Even in the First World War, the arrival of tanks in 1917 was not sufficient to break the deadlock on the battlefield: it took a suite of technologies and more than a decade of tactical innovation to produce the German blitzkrieg in May 1940.

The implication is that Ukraine is stuck in a long war—one in which he acknowledges Russia has the advantage. Nevertheless, he insists that Ukraine has no choice but to keep the initiative by remaining on the offensive, even if it only moves by a few meters a day.

Ukraine has already hit Crimea with ATACMS missiles

Crimea remains the most vulnerable place for dictator Vladimir Putin.
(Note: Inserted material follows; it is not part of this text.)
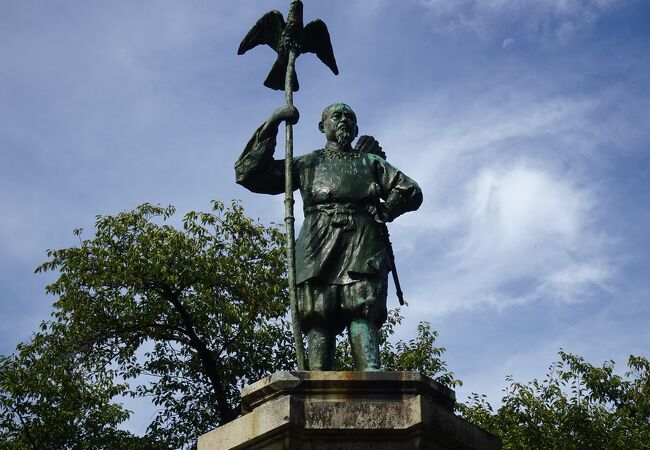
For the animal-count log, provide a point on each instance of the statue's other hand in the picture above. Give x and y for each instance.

According to The Economist, over the past few months, Ukraine has brought the war to the peninsula, which Putin occupied in 2014 and which remains critically essential for the logistics of his war.

It is the linchpin of his imperial restoration project, and his legitimacy rests on having brought it back to Russia.

According to Zaluzhnyi, the first long-range American missile strikes on Russian positions in the temporarily occupied peninsula were carried out on October 30.

It must know that it is part of Ukraine and that this war is happening there.

What is the risk of trench warfare?

The Chief of the General Staff of the Armed Forces of Ukraine desperately tries not to let the war settle into trenches.

The biggest risk of an attritional trench war is that it can drag on for years and wear down the Ukrainian state.

In the First World War, mutinies interfered before technology could make a difference. Four empires collapsed, and a revolution broke out in Russia.

A collapse in Ukrainian morale and Western support is precisely what Mr Putin is counting on. There is no question in General Zaluzhnyi’s mind that a long war favors Russia, a country with a population three times and an economy ten times the size of Ukraine’s.

Let’s be honest, it’s a feudal state where the cheapest resource is human life. And for us…the most expensive thing we have is our people.

For now, General Zaluzhnyi has enough soldiers. But the longer the war lasts, the harder it will be to continue.

We need to look for this solution, we need to find this gunpowder, quickly master it and use it for a speedy victory. Because sooner or later we are going to find that we simply don’t have enough people to fight.